Often called 'stick-built' houses.
A well-built, cared for site-built home generally increases in value over time, although its location plays a key role in value.
Modular homes are built in sections at a factory.
Modular homes are built to conform to all state, local or regional building codes at their destinations.
Sections are transported to the building site on truck beds, then joined together by local contractors.
Local building inspectors check to make sure a modular home's structure meets requirements and that all finish work is done properly.
Modular homes are sometimes less expensive per square foot than site built houses.
A well-built modular home should have the same longevity as its site-built counterpart, increasing in value over time.
Formerly referred to as mobile homes or trailers, but with many more style options than in the past.
Manufactured houses are built in a factory.
They conform to a Federal building code, called the HUD code, rather than to building codes at their destinations.
Manufactured homes are built on a non-removable steel chassis.
Sections are transported to the building site on their own wheels.
Multi-part manufactured units are joined at their destination.
Segments are not always placed on a permanent foundation, making them more difficult to re-finance.
Building inspectors check the work done locally (electric hook up, etc.) but are not required to approve the structure.
Manufactured housing is generally less expensive than site built and modular homes.
Manufactured homes sometimes decrease in value over time.
Communities generally have no restrictions against traditional, site built homes.
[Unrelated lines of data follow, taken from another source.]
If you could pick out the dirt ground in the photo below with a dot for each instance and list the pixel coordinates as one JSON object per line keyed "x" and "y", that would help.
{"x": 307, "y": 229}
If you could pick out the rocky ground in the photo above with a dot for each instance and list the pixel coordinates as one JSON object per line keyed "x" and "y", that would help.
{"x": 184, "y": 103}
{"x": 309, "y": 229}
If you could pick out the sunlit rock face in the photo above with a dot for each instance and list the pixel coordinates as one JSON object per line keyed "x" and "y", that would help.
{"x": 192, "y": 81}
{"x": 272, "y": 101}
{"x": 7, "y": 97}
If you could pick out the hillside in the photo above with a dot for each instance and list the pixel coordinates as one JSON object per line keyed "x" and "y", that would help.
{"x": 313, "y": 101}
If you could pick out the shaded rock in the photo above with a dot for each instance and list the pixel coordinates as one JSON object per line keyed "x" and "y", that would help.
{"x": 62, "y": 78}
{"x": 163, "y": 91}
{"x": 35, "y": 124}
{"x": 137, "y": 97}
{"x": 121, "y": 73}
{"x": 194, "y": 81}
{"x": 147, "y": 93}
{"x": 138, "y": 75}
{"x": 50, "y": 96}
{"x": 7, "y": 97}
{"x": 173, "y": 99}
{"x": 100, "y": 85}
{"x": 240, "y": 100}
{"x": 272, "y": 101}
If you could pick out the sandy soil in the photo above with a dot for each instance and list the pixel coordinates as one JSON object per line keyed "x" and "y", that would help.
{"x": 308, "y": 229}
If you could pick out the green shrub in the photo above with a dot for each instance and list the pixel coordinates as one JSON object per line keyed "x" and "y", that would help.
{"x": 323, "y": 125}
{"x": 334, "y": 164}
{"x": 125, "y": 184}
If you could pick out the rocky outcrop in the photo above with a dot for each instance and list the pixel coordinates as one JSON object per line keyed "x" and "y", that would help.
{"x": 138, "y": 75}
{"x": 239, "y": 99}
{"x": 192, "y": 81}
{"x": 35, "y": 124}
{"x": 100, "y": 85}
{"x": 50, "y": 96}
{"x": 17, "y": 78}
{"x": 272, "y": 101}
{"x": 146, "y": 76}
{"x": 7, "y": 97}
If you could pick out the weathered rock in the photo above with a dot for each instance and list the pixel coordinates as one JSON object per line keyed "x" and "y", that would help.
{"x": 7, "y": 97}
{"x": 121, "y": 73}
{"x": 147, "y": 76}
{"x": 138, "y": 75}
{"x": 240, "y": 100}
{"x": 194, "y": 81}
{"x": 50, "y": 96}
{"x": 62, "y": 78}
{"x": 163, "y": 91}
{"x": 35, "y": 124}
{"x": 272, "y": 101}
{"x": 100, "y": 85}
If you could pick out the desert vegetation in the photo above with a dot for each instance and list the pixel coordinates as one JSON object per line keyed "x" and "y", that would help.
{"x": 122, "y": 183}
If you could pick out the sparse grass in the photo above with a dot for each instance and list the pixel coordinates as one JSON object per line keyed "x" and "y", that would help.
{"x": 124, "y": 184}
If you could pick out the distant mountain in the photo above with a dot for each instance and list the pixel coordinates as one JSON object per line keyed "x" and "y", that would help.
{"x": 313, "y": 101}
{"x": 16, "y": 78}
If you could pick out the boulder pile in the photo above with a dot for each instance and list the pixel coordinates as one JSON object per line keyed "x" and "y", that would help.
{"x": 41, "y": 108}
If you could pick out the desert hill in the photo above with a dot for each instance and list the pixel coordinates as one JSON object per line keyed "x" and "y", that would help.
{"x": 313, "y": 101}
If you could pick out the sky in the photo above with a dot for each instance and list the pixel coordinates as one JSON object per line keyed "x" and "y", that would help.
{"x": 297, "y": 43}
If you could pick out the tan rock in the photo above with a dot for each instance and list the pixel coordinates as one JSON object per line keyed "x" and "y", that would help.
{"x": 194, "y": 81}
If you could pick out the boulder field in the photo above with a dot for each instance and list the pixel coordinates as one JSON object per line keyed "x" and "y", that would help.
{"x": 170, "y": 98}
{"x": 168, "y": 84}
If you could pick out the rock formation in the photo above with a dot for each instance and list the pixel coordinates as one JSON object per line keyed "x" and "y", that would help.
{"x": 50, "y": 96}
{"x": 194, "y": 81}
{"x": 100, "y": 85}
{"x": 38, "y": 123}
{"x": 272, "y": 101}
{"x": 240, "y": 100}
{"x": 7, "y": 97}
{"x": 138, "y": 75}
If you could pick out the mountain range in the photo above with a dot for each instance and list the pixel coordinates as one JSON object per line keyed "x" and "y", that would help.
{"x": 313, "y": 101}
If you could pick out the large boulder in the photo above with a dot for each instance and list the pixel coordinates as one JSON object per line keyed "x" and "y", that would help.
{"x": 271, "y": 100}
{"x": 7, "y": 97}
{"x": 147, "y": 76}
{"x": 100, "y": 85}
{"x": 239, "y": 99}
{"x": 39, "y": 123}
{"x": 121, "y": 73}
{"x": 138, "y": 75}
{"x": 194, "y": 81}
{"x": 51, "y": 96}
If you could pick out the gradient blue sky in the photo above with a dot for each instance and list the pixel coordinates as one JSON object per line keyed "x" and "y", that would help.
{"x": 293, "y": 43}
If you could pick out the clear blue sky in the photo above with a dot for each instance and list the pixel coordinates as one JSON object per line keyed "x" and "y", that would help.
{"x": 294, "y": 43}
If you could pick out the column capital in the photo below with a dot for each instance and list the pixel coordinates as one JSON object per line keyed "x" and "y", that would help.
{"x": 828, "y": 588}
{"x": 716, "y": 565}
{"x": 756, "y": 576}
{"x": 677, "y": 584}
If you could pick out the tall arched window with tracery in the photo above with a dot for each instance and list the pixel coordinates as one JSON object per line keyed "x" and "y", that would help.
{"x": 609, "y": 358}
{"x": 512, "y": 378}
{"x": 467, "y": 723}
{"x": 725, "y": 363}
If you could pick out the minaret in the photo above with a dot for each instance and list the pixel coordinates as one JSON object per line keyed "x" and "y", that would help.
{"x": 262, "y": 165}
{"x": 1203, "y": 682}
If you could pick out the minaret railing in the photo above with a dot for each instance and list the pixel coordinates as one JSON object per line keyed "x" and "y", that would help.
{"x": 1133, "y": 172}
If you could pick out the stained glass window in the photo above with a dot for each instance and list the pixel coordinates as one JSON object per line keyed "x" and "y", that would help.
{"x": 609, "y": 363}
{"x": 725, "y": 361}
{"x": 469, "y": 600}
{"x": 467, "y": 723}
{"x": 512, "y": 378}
Many housing developments do set minimum size requirements and stipulate you must build a house that conforms to published restrictive covenants or be approved by an architectural review committee.
Most developments allow modular homes. Some do not, but in those cases the restrictions seem to have been imposed because of an ongoing confusion about the differences between modular homes and manufactured homes.
Restrictive covenants and deed restrictions often exclude manufactured homes.
Investigate the deed restrictions thoroughly before purchasing land for any type of new home.